Human beings are strange in the sense that they almost always need some excuse for anything. Animals don’t need excuses for anything; just humans. We knew there must be things worth seeing in Port Said. But we needed to rush to Cairo. The writings on the internet that said there wasn’t anything to see in Port Said thus served as our excuse to not spend any time there. Human obsession with excuses may be just a mind trick that we play on ourselves in order to avoid regret; regret makes us unhappy; we don't like to be unhappy.
“To make others less happy is a crime. To make ourselves unhappy is where all crime starts.” Roger Ebert should know; the guy made a living out of watching movies!
(The Great Pyramid of Giza was once covered in highly polished white limestone. A huge earthquake in 1303 AD loosened many of the pyramid's outer casing stones. These stones were carted away to be use as material for building mosques and fortress in nearby Cairo.)
Writings on the internet by those who had done the route also indicated that most people chose to go to Cairo from Port Said, stay in Cairo overnight and then rejoin the ship in Alexandria the next day. We decided to adopt the same strategy.
As always, we decided not to go with the ship-sponsored excursion, but booked our trip instead with a tourist agency on our own.
Ship-sponsored excursions can be highway robbery. We went to Aruba on our most recent cruise. Round trip bus fare between the harbor and California Lighthouse at the northern tip of the island, with that most beautiful public beach at the foot of the hill whereupon the lighthouse stands, cost the three of us a grand total of $15. A family of six we got to know on the trip went with the ship-sponsored excursion. They paid a ransom, maybe not a ransom but a lot more than us, just for their transportation to Palm Beach and back; and get this, they also had to pay an extra $20 apiece for entrance to the resort-owned beach. Aruba's motto is “one happy island”. We know we were one happy family when we were there; we aren't totally sure that that family was happy when they found out that they got ripped off.

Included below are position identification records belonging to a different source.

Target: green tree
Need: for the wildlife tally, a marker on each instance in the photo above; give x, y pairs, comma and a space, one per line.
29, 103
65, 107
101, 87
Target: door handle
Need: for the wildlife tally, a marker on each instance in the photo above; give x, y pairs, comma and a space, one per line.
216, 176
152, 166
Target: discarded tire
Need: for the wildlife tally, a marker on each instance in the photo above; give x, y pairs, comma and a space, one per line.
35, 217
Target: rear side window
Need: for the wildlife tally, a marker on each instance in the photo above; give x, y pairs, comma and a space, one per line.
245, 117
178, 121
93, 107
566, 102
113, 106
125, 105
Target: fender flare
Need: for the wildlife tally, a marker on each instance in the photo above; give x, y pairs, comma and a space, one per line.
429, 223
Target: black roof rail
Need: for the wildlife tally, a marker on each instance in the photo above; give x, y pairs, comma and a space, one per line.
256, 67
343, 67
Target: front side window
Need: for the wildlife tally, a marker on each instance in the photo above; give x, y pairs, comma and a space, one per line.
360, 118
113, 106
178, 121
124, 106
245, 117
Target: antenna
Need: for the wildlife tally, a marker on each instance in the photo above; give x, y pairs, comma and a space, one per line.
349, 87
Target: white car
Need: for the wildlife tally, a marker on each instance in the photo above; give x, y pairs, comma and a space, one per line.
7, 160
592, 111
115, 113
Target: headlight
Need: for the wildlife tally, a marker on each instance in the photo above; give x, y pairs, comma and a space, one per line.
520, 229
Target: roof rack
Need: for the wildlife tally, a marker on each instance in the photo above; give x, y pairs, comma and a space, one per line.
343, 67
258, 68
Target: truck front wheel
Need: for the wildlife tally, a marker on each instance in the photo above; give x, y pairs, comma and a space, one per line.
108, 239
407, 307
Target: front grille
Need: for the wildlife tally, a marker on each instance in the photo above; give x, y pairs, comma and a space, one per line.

We chose Nile Blue Tours as our travel agent for the Cairo trip based on comments on the internet. To those cruise ship passengers going the Port-Said-to-Cairo-to-Alexandria route, Nile Blue, for similar prices, offers two alternative Cairo excursion plans. The two plans share some major features, such as a tour of the pyramids, visiting the famous Cairo Museum and an optional dinner cruise on the Nile. But they also differ in that one is a bit Islamocentric, which covers such tourist favorites as the Mohammad Ali Mosque, while the other is Christian-flavored and concentrates instead on Coptic Cairo. We had seen enough Christian culture on our trips to places like Rome, London and Paris. Well, maybe we hadn't quite seen enough; but we really hadn't seen any major Islamic historical/cultural sites yet. We had been in Turkey, but our entire stay there was devoted to visiting St. Mary's little house in the hills, Ephesus and St. John's Cathedral, none of which had anything remotely to do with Islam. We were going to Egypt; we wanted to see Islam. So we chose Mohammad Ali Mosque over Coptic Cairo.